Non mi meraviglia che Linkedin sia da molti anni sia il social network meno amato, o forse più odiato, negli Stati Uniti. Forse questo a Microsoft non interessa, il suo piano potrebbe essere quello di far diventare Linkedin un enorme CRM o un grande sito la ricerca di personale e per la formazione.

Tuttavia, se Microsoft permetterà a Linkedin di continuare a trattare da competitor da annientare chi vuole costruire qualcosa al suo interno e a corteggiare solo chi si limita a pagare i suoi servizi, rischia di far cadere Linkedin in una crisi irreversibile, come successo per altre acquisizioni.
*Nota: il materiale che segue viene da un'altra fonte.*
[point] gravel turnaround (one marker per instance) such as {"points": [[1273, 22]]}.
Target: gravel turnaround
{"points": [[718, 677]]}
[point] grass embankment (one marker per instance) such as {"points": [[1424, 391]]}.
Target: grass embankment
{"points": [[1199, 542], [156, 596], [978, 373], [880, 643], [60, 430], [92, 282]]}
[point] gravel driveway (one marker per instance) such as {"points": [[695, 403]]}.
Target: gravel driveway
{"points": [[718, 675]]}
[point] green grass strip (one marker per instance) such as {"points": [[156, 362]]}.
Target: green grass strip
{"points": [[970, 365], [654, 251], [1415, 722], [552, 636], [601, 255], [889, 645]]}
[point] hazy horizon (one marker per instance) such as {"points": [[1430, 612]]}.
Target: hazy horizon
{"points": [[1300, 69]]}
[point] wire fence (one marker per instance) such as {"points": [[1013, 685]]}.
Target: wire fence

Qualche proprietario di gruppi ha persino tentato una battaglia legale contro Linkedin.

Come si vede nell’immagine sottostante, qualcuno, negli Stati Uniti, aveva lanciando una class action contro Linkedin per aver ingannato i proprietari dei gruppi.
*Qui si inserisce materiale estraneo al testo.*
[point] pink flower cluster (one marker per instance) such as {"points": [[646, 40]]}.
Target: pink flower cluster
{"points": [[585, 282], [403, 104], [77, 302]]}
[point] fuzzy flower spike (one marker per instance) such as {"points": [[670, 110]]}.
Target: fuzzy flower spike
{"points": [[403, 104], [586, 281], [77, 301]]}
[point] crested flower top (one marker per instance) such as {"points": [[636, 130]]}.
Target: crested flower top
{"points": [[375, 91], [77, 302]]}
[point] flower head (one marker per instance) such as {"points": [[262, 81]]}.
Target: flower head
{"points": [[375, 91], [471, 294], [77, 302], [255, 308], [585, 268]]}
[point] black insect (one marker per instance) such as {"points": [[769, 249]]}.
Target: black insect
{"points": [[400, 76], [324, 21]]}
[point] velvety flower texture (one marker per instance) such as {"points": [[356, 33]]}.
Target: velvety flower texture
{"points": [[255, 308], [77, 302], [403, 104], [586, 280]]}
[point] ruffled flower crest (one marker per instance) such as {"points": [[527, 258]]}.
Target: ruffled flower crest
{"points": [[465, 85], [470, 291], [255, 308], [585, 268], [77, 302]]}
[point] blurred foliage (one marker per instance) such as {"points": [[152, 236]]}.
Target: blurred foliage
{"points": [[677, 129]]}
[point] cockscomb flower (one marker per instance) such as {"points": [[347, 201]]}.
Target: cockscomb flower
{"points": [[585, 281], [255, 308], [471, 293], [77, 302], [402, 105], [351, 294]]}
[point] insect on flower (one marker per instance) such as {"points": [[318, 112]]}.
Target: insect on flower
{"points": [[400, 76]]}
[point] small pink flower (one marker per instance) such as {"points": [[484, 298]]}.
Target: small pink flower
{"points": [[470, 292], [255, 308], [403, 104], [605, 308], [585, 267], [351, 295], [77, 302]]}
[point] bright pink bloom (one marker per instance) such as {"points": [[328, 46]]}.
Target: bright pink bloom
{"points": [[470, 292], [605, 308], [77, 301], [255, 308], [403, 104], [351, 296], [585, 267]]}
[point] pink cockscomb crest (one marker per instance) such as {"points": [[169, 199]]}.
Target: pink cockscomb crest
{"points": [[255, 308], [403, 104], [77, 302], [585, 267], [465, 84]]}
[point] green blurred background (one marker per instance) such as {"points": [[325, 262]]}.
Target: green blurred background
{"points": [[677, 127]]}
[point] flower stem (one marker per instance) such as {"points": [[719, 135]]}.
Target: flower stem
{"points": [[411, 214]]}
Annuncio avvio Class action proposta da uno dei proprietari dei gruppi contro Linkedin

Chiaramente bisogna poter dimostrare, come minimo, di aver fatto degli investimenti nei gruppi e di conseguenza di aver subito una perdita economica. Ho oscurato la sua e-mail per evitare abusi, chi fosse interessato può contattare Michael Crosson e gli altri direttamente. Io per ora resto a guardare come si sviluppa.

I gruppi Facebook, anche loro quasi inutili, per ora servono a Facebook.
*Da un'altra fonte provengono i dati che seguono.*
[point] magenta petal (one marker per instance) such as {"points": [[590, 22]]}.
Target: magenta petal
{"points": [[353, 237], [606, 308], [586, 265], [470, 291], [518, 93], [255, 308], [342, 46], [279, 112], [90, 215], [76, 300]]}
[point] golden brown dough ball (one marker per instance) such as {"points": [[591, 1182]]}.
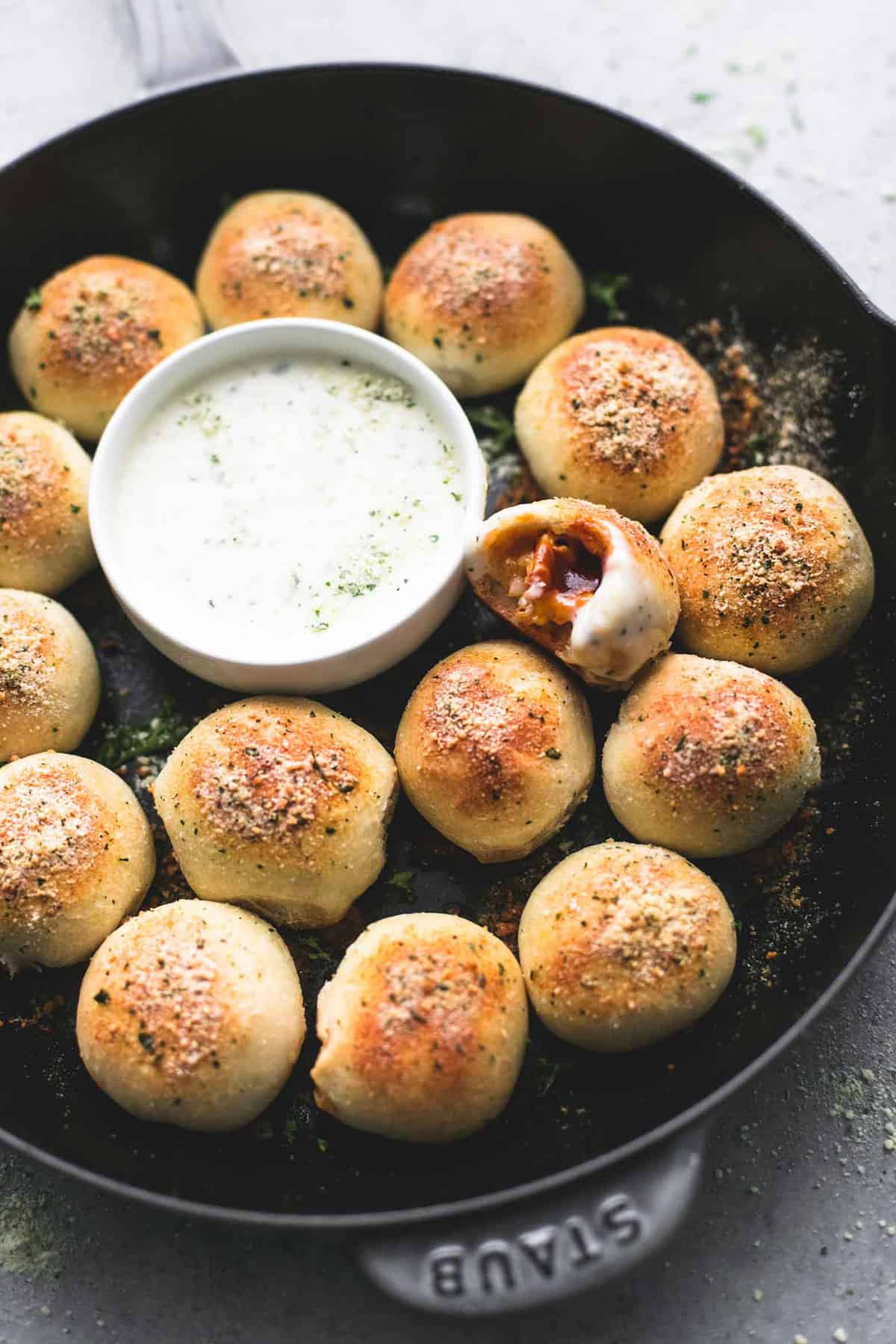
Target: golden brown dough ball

I social network, dopo aver sfruttato i gruppi, spesso senza scrupoli e dopo gli scandali sulla privacy, dovrebbero teoricamente avere meno interesse nei gruppi. Invece, nel caso di Facebook, l’aumento dell’insofferenza e del crescente disinteresse nei suoi confronti lo sta spingendolo a dare importanza enfasi sui gruppi.

Onestamente, i gruppi Facebook non sono mai stati molto efficaci per chi li possedeva. Tuttavia, oggi i gruppi Facebook credo siano i migliori tra i social generalisti. Credo che Facebook stia usando i suoi gruppi per ripulirsi l’immagine e attrarre nuovi utenti. Infatti, ogni anno si moltiplicano gli eventi in cui Facebook, dimostrandosi il paladino delle comunità sociali online, cerca di attirare l’attenzione e le simpatie della gente.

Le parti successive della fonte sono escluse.